What Audrey does argue, however, is that the 1998 decree—a "consent
judgment"—arose out of an enforceable, contractual Rule 11 agreement between
Audrey and Craig. Audrey contends that the divorce case was "pending" as
contemplated by Rule 11 based on the agreed, contractual April 13, 1998 motion
for judgment nunc pro tunc; thus, the trial court could enforce this Rule 11
agreement by signing the agreed 1998 decree even though its plenary power
had expired. See generally Tex. R. Civ. P. 11 (allowing parties' agreement to be
enforced if "touching any suit pending"). But as Craig points out, the 1996
decree became final after no party appealed; therefore, there was no case
pending as contemplated by Rule 11. Cf. Cunningham v. Zurich Am. Ins. Co.,
352 S.W.3d 519, 525 (Tex. App.—Fort Worth 2011, pet. denied) (holding case on
appeal was considered pending for purposes of Rule 11, allowing trial court to
enforce agreement); In re Guthrie, 45 S.W.3d 719, 728 (Tex. App.—Dallas 2001,
pet. denied) (concluding action is pending under Rule 11 "until all issues have
been determined, final judgment has been rendered, and all postjudgment
motions have been disposed of"). To conclude otherwise would allow parties to
agree, through Rule 11 or other contractual arrangement, to vest a trial court with
subject-matter jurisdiction where none exists. Once plenary power has expired,
a trial court's jurisdiction cannot be vested by party agreement. See In re
10
Vaishangi, Inc., 442 S.W.3d 256, 260–61 (Tex. 2014) (orig. proceeding); In re
S.A.H., 465 S.W.3d 662, 665 (Tex. App.—Houston [14th Dist.] 2014, no pet.).
Audrey also asserts that Craig's declaratory-judgment action and
contractual defenses were impermissible collateral attacks on the property
division stated in the 1998 decree, which Craig did not appeal and which was
presumptively valid. But the 1998 decree was entered outside of the trial court's
subject-matter jurisdiction and accordingly was subject to collateral attack as a
void judgment. See Hagen v. Hagen, 282 S.W.3d 899, 902 (Tex. 2009) (holding
void, but not voidable, divorce decree is subject to collateral attack); Alfonso v.

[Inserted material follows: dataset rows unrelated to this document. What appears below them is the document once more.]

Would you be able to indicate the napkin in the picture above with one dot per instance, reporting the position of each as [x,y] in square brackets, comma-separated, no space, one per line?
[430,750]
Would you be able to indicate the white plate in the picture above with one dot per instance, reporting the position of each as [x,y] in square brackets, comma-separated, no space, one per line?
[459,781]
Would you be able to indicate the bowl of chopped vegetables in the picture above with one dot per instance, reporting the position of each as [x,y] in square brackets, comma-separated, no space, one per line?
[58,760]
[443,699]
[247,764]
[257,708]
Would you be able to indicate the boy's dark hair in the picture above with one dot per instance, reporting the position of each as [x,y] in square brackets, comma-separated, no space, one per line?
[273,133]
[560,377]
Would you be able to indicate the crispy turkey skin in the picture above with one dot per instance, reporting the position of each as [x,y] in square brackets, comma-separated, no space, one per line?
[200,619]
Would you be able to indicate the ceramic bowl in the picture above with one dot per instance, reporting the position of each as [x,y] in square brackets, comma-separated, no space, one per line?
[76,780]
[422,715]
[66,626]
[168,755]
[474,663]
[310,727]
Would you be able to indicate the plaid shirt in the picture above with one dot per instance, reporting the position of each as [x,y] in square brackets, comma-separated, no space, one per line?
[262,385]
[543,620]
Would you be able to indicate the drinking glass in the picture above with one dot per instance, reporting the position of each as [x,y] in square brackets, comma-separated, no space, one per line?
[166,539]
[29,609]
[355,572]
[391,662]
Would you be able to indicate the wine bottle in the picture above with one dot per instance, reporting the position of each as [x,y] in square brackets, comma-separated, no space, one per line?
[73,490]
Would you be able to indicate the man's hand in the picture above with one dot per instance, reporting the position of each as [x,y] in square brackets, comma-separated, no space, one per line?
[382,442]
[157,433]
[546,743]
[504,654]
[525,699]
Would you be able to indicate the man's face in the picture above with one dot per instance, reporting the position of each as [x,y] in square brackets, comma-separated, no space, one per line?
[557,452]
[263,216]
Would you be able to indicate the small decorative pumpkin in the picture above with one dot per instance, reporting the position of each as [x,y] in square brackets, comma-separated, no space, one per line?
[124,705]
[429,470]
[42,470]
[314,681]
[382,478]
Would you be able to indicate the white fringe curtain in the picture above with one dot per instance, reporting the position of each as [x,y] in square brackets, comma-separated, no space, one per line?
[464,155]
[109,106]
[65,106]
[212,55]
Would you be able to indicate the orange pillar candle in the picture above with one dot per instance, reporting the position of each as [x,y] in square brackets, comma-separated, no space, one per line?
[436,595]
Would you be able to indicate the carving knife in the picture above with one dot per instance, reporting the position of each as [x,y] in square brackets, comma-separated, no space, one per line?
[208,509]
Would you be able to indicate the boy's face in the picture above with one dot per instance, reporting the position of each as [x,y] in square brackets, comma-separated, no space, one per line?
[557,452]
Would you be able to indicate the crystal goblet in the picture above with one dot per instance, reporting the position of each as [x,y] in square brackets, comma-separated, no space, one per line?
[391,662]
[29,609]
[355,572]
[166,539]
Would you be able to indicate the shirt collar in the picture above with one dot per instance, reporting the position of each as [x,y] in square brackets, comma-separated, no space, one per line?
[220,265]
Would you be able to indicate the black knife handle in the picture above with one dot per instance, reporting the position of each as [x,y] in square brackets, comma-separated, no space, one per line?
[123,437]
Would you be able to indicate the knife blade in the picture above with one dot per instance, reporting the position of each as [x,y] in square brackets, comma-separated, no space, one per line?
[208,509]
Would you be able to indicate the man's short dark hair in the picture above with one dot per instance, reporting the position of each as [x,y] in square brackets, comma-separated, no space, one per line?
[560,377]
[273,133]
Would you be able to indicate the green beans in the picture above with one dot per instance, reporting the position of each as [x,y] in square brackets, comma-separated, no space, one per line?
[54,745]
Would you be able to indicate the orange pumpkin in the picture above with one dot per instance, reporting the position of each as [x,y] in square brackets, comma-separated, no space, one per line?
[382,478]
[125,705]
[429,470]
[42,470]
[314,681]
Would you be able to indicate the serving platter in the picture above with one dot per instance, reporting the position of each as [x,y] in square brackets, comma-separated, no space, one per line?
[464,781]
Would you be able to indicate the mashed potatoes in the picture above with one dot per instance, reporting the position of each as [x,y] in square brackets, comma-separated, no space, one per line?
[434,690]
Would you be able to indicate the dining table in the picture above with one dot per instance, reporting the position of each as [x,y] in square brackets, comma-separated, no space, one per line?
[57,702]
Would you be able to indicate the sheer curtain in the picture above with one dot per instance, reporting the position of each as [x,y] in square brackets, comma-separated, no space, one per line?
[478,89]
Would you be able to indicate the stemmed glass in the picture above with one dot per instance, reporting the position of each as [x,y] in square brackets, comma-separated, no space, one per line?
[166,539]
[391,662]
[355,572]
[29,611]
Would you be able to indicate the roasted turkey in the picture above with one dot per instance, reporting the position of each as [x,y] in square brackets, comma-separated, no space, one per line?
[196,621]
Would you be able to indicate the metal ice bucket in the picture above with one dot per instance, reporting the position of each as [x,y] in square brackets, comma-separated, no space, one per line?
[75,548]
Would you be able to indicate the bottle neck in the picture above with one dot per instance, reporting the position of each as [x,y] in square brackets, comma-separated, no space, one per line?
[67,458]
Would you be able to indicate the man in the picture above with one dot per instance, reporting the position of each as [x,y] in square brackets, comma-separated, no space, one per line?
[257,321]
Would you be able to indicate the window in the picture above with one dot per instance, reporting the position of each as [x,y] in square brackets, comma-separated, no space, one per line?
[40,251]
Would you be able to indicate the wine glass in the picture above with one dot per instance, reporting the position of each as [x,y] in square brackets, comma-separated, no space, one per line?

Skadden, 251 S.W.3d 52, 55 (Tex. 2008) (recognizing subject-matter jurisdiction
cannot be waived and may be raised at any time). Even though no party
appealed from the 1998 decree, the record affirmatively demonstrates that the
trial court lacked the subject-matter jurisdiction to enter it. Thus, the presumption
that the 1998 decree was valid based on its finality disappears, rendering the
1998 decree subject to collateral attack at any time. See S.A.H., 465 S.W.3d at
665.
For these reasons, we overrule Audrey's five issues directed to the trial
court's declaratory judgment.
III. CONCLUSION
Because the division of Craig's military-retirement benefits in the 1998
decree effected a substantive and material, not clerical, change from the division
as stated in the 1996 decree—a final and enforceable judgment at the time the
11
1998 decree was signed—the 1998 decree was void as entered outside the trial
court's plenary power. See generally Tex. Fam. Code Ann. § 9.007(b) (providing
trial court does not have the power to change the property division stated in a
final divorce decree). Audrey and Craig's agreement to move the trial court to
sign the 1998 decree did not vest the trial court with the subject-matter
jurisdiction to do so. And the trial court did not err by so concluding in its
declaratory judgment. Accordingly, we affirm the trial court's declaratory
judgment. See Tex. R. App. P. 43.2(a).
/s/ Lee Gabriel
LEE GABRIEL
JUSTICE
PANEL: SUDDERTH, C.J.; GABRIEL and PITTMAN, JJ.